Sucker Punch, a barrage of green-screen effects and comic-book portentousness from 300 and Watchmen director Zack Snyder, is hands-down the most nightmarishly awful film of the year. A field day for schoolgirl fetishists and fanboys with a penchant for steampunk (but with Snyder's leaden dialogue, you've got to call it steamclunk), this staggering failure borrows from Baz Luhrmann's Moulin Rouge, Marc Caro and Jean-Pierre Jeunet's The City of Lost Children, Quentin Tarantino's Kill Bill, and a variety of psych-ward melodramas from The Snake Pit to The Uninvited.

If that sounds like it'd make for a cool mash-up, maybe it would have - if Snyder had anything on his mind apart from exploding zeppelins, fire-breathing dragons, Japanese samurai fights, and Carla Gugino doing a campy Polish accent. One of the creepier aspects of the plot - if you can call this ricocheting pastiche a plot - is that Baby Doll (Emily Browning), the sorry lass who has been committed to Lennox House for the Mentally Insane by her sleazeball stepdad, is set to have a frontal lobotomy.

Talk about apt metaphors: It's nothing but brain-dead delirium on screen.

OK, if you're a 15-year-old boy (or a 30-year-old boy, or a girl with a '50s pinup jones), there's no denying that the girl-gang casting of Sucker Punch - pouty, pigtailed Browning; the regal, Nicole Kidman-esque Abbie Cornish; punky Jena Malone; plucky Vanessa Hudgens, and the exotic Jamie Chung - has a certain allure. But even with the strip-club fantasy costumes and the drop-downs into video gamelike alternate universes, the eye candy quickly gets stale.

Baby Doll is sent to this gothic hilltop asylum, where she shares a ward with the aforementioned inmates, named Sweet Pea, Rocket, Blondie and Amber.

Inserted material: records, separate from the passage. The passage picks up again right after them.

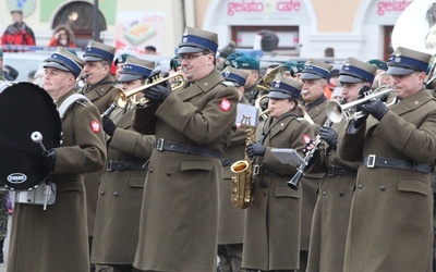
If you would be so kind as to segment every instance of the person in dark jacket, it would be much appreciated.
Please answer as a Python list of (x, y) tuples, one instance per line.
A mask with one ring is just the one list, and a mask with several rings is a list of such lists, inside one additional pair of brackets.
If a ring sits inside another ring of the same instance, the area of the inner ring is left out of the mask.
[[(9, 25), (1, 37), (3, 46), (35, 46), (35, 35), (31, 27), (23, 22), (23, 11), (11, 11), (13, 24)], [(11, 49), (10, 51), (15, 51)]]

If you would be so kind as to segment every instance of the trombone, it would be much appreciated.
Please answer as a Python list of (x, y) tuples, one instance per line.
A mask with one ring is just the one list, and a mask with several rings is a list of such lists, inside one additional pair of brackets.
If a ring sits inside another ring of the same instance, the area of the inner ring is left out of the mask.
[(365, 103), (366, 101), (372, 100), (372, 99), (387, 96), (387, 95), (389, 95), (389, 92), (393, 94), (393, 98), (389, 103), (385, 102), (385, 104), (387, 107), (390, 107), (396, 103), (397, 96), (395, 94), (395, 89), (388, 85), (383, 85), (373, 91), (368, 91), (368, 92), (364, 94), (365, 96), (363, 98), (358, 99), (353, 102), (346, 103), (346, 104), (340, 104), (338, 101), (330, 100), (326, 104), (327, 118), (334, 123), (339, 123), (342, 119), (344, 119), (347, 121), (351, 121), (351, 120), (358, 120), (358, 119), (364, 118), (366, 114), (363, 113), (362, 111), (356, 111), (355, 110), (356, 106)]

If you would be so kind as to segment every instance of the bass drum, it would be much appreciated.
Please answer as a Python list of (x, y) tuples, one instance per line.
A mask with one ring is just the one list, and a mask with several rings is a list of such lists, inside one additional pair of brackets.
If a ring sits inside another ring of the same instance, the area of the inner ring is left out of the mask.
[(0, 183), (24, 190), (46, 181), (43, 147), (31, 136), (39, 132), (47, 149), (60, 146), (62, 126), (51, 97), (33, 83), (0, 82)]

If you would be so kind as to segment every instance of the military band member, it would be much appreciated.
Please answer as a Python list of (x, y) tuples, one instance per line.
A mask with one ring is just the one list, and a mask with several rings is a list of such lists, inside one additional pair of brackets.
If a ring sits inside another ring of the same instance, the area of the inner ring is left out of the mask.
[[(234, 87), (216, 69), (216, 33), (186, 27), (179, 45), (186, 83), (144, 91), (135, 126), (156, 124), (156, 148), (144, 187), (134, 267), (152, 271), (216, 271), (221, 153), (235, 131)], [(154, 104), (158, 108), (155, 112)]]
[(300, 76), (303, 82), (301, 98), (308, 116), (315, 124), (323, 125), (326, 120), (327, 97), (324, 90), (327, 87), (332, 65), (322, 61), (310, 59), (304, 64)]
[(258, 143), (249, 144), (246, 153), (261, 166), (254, 176), (254, 202), (246, 209), (242, 267), (262, 271), (293, 271), (300, 263), (302, 190), (287, 182), (296, 168), (282, 164), (272, 148), (302, 149), (313, 137), (311, 125), (302, 119), (298, 97), (302, 84), (276, 78), (268, 94), (269, 118), (262, 127)]
[(284, 76), (301, 82), (300, 76), (304, 70), (304, 63), (288, 61), (282, 65), (284, 66)]
[[(358, 99), (360, 90), (371, 87), (376, 74), (372, 64), (348, 59), (339, 72), (338, 81), (342, 85), (342, 104)], [(316, 201), (310, 239), (307, 272), (342, 271), (348, 222), (350, 219), (353, 185), (359, 162), (344, 161), (336, 152), (348, 121), (323, 126), (319, 136), (324, 140), (319, 159), (312, 168), (326, 171)], [(339, 135), (339, 137), (338, 137)], [(315, 165), (319, 164), (319, 165)]]
[[(313, 122), (314, 134), (319, 133), (320, 127), (326, 123), (326, 104), (328, 102), (324, 91), (327, 87), (332, 65), (322, 61), (310, 59), (304, 64), (300, 81), (303, 82), (301, 98), (306, 110), (306, 119)], [(320, 180), (325, 175), (324, 170), (308, 169), (301, 177), (301, 188), (303, 191), (303, 211), (301, 219), (301, 265), (300, 271), (304, 271), (308, 257), (308, 244), (311, 237), (311, 226), (313, 211), (316, 203), (316, 189)]]
[[(86, 75), (85, 86), (80, 90), (87, 97), (100, 113), (104, 113), (112, 103), (112, 95), (119, 91), (116, 81), (110, 75), (116, 48), (89, 40), (83, 58), (86, 62), (82, 74)], [(101, 169), (102, 171), (102, 169)], [(92, 250), (94, 221), (97, 209), (98, 180), (101, 171), (85, 174), (86, 203), (88, 218), (89, 250)]]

Oscar Isaac is Blue, Lennox House's sinister overseer. One way to keep track of which reality Baby Doll finds herself in is to watch Isaac's face: If he's got a thin mustache going and he's in shark skin, it's the nightclub/bordello reality. If he's clean-shaven, in a white caretaker's jacket, it's the "normal" world.

Gugino (Snyder's muse: She was in Watchmen, too) likewise changes appearance. She's Lennox House's empathetic psychiatrist, counseling her patients in a comfy office on one plane of reality; she's a madam-cum-Method acting coach, leading her leggy troupers through various elaborate scenarios on another.

Sucker Punch, in case this hasn't been made clear, toggles back and forth, to and fro, between alternating mindscapes, as Baby Doll and her team embark on an epic scavenger hunt. They need to find a map, then fire, then a knife, and then a key.

"The fifth thing is a mystery," intones Scott Glenn, playing a kind of Zen master who seems to have boned up on his riddle-me-this delivery by watching episodes of David Carradine's Kung Fu.

"Begin your journey," he tells Baby Doll. "It will set you free."

Exit the theater. It will set you freer.